Ann Morris is a nurse and in September 2002 she was called for routine screening for breast cancer, offered to all women in England over 50. Mammograms (breast X-rays) were taken at a mobile unit in the Tesco car park in Newmarket and she heard no more and took it that all was well.

Mrs Morris explains: “In September 2004, two years after I had the mammogram, I went to my doctor concerned about a breast lump. After being referred to hospital I learned that it was cancer both in the breast and lymph nodes. I also learned that the 2002 mammograms had now been reviewed and that they showed early cancer then. I realise now, too late, that you simply cannot assume that no news is good news when you have health tests.”

Mammograms showed cancer which was missed

The reports on the 2002 mammograms have never been found, and it was assumed that they were never looked at by a radiologist. No explanation was given until Mrs Morris insisted on getting one as part of the settlement deal. Somewhat to her surprise she was told that they had been read by two radiologists, who had passed them (wrongly) as normal, though they did not report this to her or her doctor.

Mrs Morris then had treatment for her cancer: a mastectomy, six months of chemotherapy, and a month’s radiotherapy. She returned to work on the wards in November 2005. But in January 2007 she was diagnosed with secondary cancer in the bone and liver, and despite repeated sessions of chemotherapy to limit the damage her current life expectancy is now very limited (between 6 and 54 months).

Mrs Morris instructed Thompsons Solicitors. A detailed letter of claim was sent to Cambridge University Hospitals NHS Trust, who run the Breast Screening Service, in July 2007. When the Trust did not respond, court proceedings were served in November 2007. The Trust did not file a Defence to the claim, and in February 2008 the court entered Judgment for Mrs Morris. A date was set to assess compensation for 14 August 2008.

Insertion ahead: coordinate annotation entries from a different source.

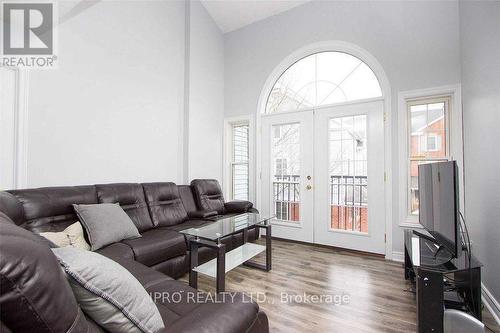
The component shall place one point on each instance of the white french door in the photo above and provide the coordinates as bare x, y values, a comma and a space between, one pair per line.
323, 175
349, 177
287, 168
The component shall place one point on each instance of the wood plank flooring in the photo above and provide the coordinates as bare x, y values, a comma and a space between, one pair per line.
379, 300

Shortly before that date a substantial settlement was reached.

Compensation used to pay for care

Mrs Morris continues: “My former husband and two sons live in the US. My former husband returned to England to look after me during my first six months of treatment, and since then I have relied extensively on friends and former colleagues for help in my illness. Now the compensation can be used to pay for the care I need. I also wanted to make sure the legal action would get the system changed so this mistake could not happen again to someone else, because when it happened I was not told what had gone wrong or why.”

Representing Mrs Morris, Sarah Goodman from Thompsons Solicitors in Birmingham, comments: “This case has been unusual for the reluctance of the breast screening service to say what happened. From the outset Mrs Morris wanted to have some explanation of what went wrong, and some reassurance that the system had been changed so that this could not happen again to someone else. Even after compensation was agreed, the Trust held out against providing this, and only gave an explanation nearly four years after the mistake came to light, when Mrs Morris made it clear she would not settle her claim without one.”

“They say they are now monitoring individual performance and trying to see that radiologists get relevant experience, and also that they have a new computer system for emailing results to the doctors. Humans err, but that errors like this happen with such disastrous outcomes does raise questions about the system in place.”

This news story was also published by Cambridge News Online.